C’è da notare che il testo della Torà dice: “….e prendano per me un’offerta……e facciano per me un Santuario, e io abiterò in mezzo a loro.”
Fanno notare gli esegeti che la terumà, l’offerta che doveva essere fatta spontaneamente, ognuno secondo la propria volontà, non era richiesta direttamente dal Signore, in quanto è detto: “…e prendano per me un’offerta” e non “facciano a me un’offerta”.
Presso gli altri popoli pagani, era la divinità stessa che richiedeva un’ offerta e molte volte, visto che la divinità era rappresentata da un essere umano, egli godeva personalmente dell’offerta fattagli dal popolo, ad esempio, si faceva costruire un magnifico palazzo dove abitare.
Il Signore sottolinea che non ha bisogno né di offerte, né tanto meno di palazzi; infatti il testo prosegue con le parole “ e facciano per me un santuario ed io abiterò in mezzo a loro” cioè sia l’offerta che il Santuario erano più necessari al popolo che al Signore stesso.

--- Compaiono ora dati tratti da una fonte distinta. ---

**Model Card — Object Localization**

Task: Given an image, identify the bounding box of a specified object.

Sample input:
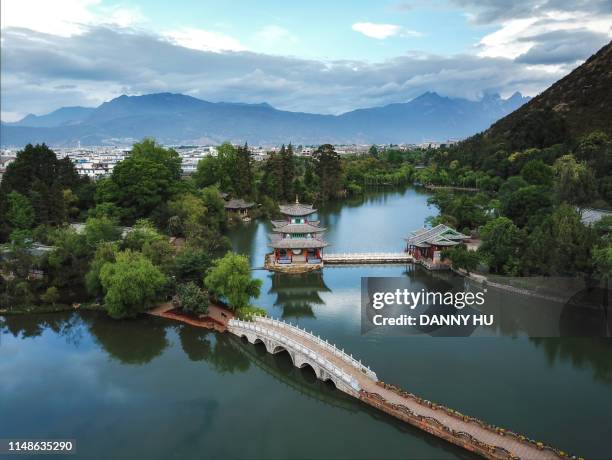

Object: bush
[176,281,208,313]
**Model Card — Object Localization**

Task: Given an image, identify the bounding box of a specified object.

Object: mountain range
[484,42,612,150]
[0,92,530,147]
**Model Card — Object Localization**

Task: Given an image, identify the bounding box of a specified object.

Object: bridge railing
[254,316,378,382]
[228,319,361,392]
[323,252,412,260]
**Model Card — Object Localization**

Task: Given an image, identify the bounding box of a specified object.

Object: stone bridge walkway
[229,317,575,460]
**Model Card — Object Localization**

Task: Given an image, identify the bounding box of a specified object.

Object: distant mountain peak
[2,87,536,146]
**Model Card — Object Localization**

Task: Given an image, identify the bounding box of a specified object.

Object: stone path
[259,323,562,460]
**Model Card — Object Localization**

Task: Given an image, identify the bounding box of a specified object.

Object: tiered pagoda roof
[225,198,255,210]
[272,220,326,233]
[268,238,329,249]
[279,200,317,217]
[405,224,470,248]
[268,198,329,249]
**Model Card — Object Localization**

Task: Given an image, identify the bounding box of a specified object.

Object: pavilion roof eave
[272,224,327,233]
[268,238,329,249]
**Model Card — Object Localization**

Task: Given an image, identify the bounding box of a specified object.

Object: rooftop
[268,235,329,249]
[272,221,326,233]
[279,196,317,216]
[406,224,470,248]
[225,198,255,209]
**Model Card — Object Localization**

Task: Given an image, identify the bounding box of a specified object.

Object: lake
[0,188,612,459]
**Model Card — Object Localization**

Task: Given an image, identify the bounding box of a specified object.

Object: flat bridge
[323,252,414,265]
[227,316,576,460]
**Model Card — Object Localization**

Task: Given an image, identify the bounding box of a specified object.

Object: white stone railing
[228,319,361,391]
[323,252,413,261]
[254,316,378,382]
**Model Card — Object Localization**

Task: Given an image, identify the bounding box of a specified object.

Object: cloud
[0,0,145,37]
[0,25,568,117]
[516,29,610,65]
[351,22,422,40]
[477,5,612,66]
[164,27,246,52]
[451,0,612,24]
[255,24,297,43]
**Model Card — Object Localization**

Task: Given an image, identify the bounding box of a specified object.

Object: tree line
[415,131,612,278]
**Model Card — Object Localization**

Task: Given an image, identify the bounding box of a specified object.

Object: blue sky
[0,0,612,121]
[91,0,495,61]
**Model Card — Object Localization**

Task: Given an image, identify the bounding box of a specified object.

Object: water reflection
[268,271,331,319]
[530,337,612,385]
[179,324,249,374]
[0,312,83,345]
[86,314,168,365]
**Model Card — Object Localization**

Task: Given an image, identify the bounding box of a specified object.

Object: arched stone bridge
[227,316,378,397]
[227,316,576,460]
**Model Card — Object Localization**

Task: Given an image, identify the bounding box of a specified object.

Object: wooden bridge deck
[323,252,414,265]
[230,318,575,460]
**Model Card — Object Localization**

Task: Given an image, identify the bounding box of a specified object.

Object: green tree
[96,139,183,221]
[313,144,342,201]
[85,243,119,297]
[193,155,224,187]
[523,204,595,275]
[123,219,167,251]
[231,144,254,197]
[177,282,208,313]
[174,243,212,283]
[202,187,227,231]
[84,216,121,249]
[553,155,597,206]
[6,190,35,230]
[0,144,87,235]
[521,160,554,187]
[40,286,60,305]
[204,252,261,309]
[593,242,612,279]
[281,144,295,201]
[479,217,521,273]
[442,244,480,275]
[100,249,167,318]
[502,185,553,227]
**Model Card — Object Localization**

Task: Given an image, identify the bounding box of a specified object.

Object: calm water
[0,189,612,459]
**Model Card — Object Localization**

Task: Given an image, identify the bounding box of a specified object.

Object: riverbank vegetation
[0,139,420,318]
[0,140,257,318]
[415,131,612,278]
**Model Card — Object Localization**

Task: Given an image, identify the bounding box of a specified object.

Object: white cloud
[255,24,297,43]
[0,0,99,37]
[164,27,246,53]
[477,11,612,60]
[351,22,422,40]
[0,0,145,37]
[1,26,564,119]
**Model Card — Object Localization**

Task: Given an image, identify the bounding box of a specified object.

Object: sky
[0,0,612,122]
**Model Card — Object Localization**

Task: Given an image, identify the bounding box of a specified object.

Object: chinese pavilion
[406,224,470,266]
[267,198,328,271]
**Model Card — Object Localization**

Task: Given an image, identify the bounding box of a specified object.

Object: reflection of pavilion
[268,272,331,318]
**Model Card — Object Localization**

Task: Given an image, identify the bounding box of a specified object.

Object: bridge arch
[228,317,366,396]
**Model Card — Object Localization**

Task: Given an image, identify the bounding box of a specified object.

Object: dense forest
[0,139,420,317]
[415,40,612,278]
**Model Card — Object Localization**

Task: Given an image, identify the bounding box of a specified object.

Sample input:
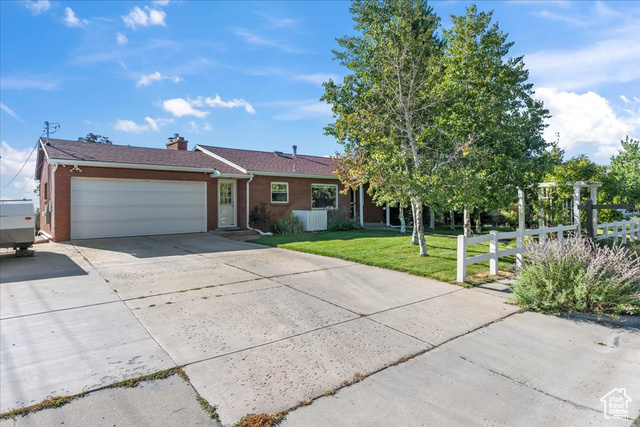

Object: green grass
[253,229,515,284]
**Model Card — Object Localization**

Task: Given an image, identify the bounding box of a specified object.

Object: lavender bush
[513,237,640,315]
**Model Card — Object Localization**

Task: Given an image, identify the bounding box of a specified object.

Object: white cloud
[64,7,89,27]
[265,99,333,121]
[231,28,307,53]
[204,94,256,114]
[162,98,209,119]
[162,94,256,119]
[293,73,340,86]
[116,31,129,46]
[122,6,167,30]
[136,71,183,87]
[25,0,51,15]
[536,88,640,156]
[0,102,25,123]
[113,117,173,133]
[0,141,38,192]
[524,2,640,91]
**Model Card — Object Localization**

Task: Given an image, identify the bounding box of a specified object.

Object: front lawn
[253,229,515,284]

Il Mikdash, sostanzialmente serviva per tenere il popolo unito, era un po’ la bandiera del popolo ebraico e, trovandosi in un unico luogo al mondo, a Gerusalemme, riuniva se non fisicamente, almeno spiritualmente il popolo.

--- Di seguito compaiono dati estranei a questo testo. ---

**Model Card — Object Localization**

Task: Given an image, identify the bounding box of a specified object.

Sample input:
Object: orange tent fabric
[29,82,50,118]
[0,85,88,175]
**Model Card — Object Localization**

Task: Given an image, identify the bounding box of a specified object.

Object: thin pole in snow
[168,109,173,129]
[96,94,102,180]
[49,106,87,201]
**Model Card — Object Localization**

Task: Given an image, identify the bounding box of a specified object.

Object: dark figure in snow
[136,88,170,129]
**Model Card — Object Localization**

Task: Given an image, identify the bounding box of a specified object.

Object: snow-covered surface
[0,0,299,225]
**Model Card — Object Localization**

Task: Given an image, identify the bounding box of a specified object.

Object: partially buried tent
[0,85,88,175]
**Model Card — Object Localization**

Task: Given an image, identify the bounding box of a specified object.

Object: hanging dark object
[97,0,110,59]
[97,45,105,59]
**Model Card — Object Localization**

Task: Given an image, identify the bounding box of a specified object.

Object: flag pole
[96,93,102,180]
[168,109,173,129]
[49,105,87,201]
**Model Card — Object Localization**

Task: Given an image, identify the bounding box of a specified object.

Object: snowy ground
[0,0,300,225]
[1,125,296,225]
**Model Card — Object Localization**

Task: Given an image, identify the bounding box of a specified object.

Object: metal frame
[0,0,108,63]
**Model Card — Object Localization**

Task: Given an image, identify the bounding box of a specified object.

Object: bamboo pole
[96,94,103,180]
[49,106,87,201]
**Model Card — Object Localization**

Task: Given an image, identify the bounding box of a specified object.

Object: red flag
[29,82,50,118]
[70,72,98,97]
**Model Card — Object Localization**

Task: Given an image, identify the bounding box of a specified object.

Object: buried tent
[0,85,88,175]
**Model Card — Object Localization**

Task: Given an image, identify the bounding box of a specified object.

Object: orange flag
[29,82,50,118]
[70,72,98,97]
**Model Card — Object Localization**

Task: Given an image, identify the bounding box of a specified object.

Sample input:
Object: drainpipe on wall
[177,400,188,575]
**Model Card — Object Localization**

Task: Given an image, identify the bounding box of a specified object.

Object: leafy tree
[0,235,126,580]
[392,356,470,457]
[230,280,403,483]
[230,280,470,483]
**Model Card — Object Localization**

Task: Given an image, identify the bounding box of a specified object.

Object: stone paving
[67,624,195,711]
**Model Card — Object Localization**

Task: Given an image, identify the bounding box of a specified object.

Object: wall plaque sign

Al termine della costruzione del Mishkan e all’inizio del culto sacerdotale troveremo scritto nel testo: “ve hajà ha mikdash echad” “e il Santuario sarà unico”; unico è lo stesso attributo che appartiene al Signore Iddio “A’ Elohenu A’ echad” “il Signore è nostro D-o il Signore è unico” e anche al popolo di Israele, chiamato “’am echad” “popolo unico”.
Quindi possiamo definire il Mishkan prima e il Bet ha Mikdash in seguito, l’elemento di congiunzione fra D-o e il popolo.

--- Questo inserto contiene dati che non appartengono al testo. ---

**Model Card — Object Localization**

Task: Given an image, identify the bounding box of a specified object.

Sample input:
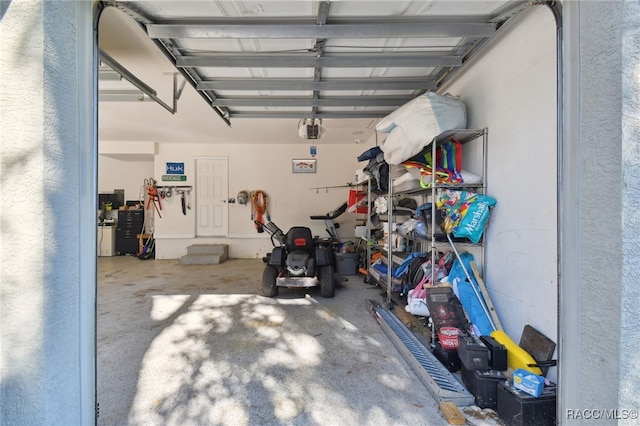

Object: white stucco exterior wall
[618,1,640,423]
[0,1,96,425]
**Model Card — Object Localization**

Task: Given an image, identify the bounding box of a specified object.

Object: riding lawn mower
[254,203,347,297]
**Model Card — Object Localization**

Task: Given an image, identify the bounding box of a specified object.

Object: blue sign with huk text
[167,163,184,175]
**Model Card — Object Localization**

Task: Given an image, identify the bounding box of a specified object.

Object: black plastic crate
[497,382,557,426]
[458,333,489,371]
[460,365,507,411]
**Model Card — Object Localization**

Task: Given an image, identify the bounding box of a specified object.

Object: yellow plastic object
[491,330,542,376]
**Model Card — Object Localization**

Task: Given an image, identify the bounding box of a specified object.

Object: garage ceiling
[103,0,531,143]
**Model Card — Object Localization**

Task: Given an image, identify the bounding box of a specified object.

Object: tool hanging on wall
[176,189,187,216]
[145,178,162,219]
[251,190,271,233]
[309,182,356,194]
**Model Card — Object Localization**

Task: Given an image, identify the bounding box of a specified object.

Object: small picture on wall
[291,159,316,173]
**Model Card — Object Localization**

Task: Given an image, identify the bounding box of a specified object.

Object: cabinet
[98,225,116,256]
[116,210,144,255]
[370,128,488,303]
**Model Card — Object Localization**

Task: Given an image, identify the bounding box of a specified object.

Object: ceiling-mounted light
[298,118,324,139]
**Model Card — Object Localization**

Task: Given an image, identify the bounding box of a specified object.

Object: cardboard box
[513,368,544,398]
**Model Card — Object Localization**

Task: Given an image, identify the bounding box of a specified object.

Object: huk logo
[167,163,184,175]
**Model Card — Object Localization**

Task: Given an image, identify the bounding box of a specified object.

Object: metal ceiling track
[98,50,186,114]
[105,0,538,125]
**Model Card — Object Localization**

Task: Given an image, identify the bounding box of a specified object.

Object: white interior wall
[446,6,558,376]
[98,155,153,206]
[120,141,373,259]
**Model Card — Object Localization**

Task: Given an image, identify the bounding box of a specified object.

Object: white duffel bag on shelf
[376,92,467,165]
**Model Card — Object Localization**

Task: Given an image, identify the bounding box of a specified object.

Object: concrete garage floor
[97,256,498,426]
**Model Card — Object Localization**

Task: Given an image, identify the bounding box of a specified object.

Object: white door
[195,157,229,237]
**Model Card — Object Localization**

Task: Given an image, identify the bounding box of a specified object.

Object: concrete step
[187,244,228,256]
[180,244,228,265]
[180,254,227,265]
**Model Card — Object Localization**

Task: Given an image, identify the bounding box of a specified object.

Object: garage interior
[98,1,559,424]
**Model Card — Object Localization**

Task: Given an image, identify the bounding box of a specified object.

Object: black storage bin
[460,365,507,411]
[497,382,557,426]
[433,342,460,373]
[458,333,489,371]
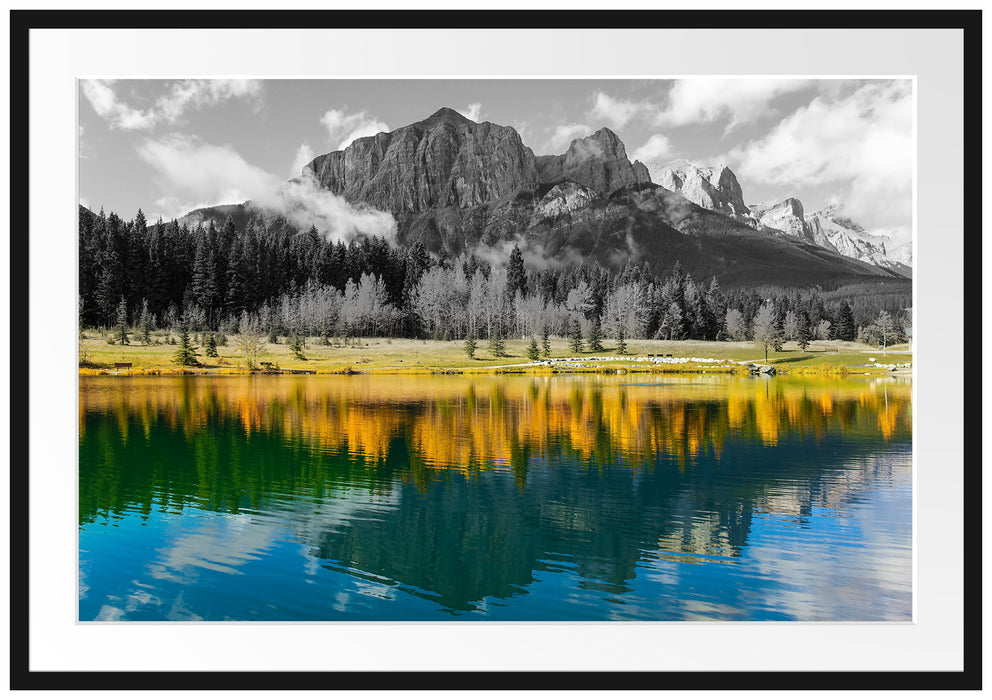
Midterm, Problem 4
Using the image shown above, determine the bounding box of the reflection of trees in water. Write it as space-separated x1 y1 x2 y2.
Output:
80 378 910 609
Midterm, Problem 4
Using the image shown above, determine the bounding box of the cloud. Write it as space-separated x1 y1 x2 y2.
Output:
320 109 389 151
138 134 279 203
727 80 915 237
80 79 262 131
81 80 156 130
631 134 672 163
138 134 396 241
546 124 593 153
654 78 813 131
270 173 396 243
457 102 482 122
289 143 314 177
589 91 655 127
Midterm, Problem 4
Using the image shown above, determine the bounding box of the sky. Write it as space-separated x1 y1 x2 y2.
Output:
78 77 915 242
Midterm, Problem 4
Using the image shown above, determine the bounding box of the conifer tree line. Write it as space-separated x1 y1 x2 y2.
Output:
79 210 910 349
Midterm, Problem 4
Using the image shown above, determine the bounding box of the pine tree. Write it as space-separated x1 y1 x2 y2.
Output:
172 324 200 367
568 321 582 353
114 296 130 345
489 328 506 357
835 301 858 340
286 333 307 360
527 336 541 361
796 314 813 352
138 299 152 345
617 326 629 355
589 316 603 352
506 245 527 300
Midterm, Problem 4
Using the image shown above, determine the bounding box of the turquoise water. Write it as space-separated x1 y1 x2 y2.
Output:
79 376 912 621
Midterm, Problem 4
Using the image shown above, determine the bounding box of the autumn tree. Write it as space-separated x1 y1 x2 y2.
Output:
752 301 780 362
527 336 541 362
114 296 130 345
172 323 200 367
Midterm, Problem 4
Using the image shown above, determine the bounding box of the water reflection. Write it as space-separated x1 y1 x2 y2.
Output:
79 376 912 619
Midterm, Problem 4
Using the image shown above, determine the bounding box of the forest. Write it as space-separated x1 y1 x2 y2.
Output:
79 207 912 344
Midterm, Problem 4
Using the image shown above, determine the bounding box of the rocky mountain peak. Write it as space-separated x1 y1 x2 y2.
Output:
305 107 538 215
750 197 815 243
416 107 478 129
536 127 651 195
652 159 751 220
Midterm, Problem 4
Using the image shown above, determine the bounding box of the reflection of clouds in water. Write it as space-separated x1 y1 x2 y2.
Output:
148 515 276 584
637 453 913 620
91 489 399 621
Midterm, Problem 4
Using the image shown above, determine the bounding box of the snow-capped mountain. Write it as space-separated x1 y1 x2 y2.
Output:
649 160 752 222
648 160 912 276
750 197 822 245
806 204 912 276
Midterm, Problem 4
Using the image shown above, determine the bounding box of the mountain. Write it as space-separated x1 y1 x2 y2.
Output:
807 204 913 277
182 108 898 288
653 160 752 221
750 197 820 245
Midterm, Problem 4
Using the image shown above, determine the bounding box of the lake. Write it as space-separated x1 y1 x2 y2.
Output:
79 374 913 621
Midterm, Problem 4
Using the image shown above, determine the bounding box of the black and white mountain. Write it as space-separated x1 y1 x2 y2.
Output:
182 108 901 289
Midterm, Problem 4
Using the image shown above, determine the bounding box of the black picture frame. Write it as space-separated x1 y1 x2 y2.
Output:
9 10 982 690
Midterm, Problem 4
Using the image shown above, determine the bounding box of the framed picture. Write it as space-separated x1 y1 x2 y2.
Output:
8 10 982 690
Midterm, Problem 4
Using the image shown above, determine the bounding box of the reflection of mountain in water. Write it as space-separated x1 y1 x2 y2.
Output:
80 377 911 609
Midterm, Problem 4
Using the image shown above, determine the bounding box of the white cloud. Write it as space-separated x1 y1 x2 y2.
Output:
289 143 314 177
655 78 812 131
81 80 155 130
631 134 672 163
457 102 482 122
80 79 262 130
547 124 593 153
138 134 279 204
157 79 262 123
728 81 915 237
589 91 655 127
138 134 396 241
320 109 389 151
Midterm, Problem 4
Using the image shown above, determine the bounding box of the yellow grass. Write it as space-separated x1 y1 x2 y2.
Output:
79 330 912 375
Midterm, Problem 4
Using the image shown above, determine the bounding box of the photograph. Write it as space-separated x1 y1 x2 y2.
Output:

Oggi che non esiste più il Bet ha Mikdash, il popolo ebraico è accumunato da un altro elemento fondamentale alla nostra esistenza e unicità: la lingua ebraica che usiamo almeno nella recitazione delle tefillot, dello studio e della lettura della Torà che pur sempre ci fa ricongiungere ad una dimensione convergente verso D-o.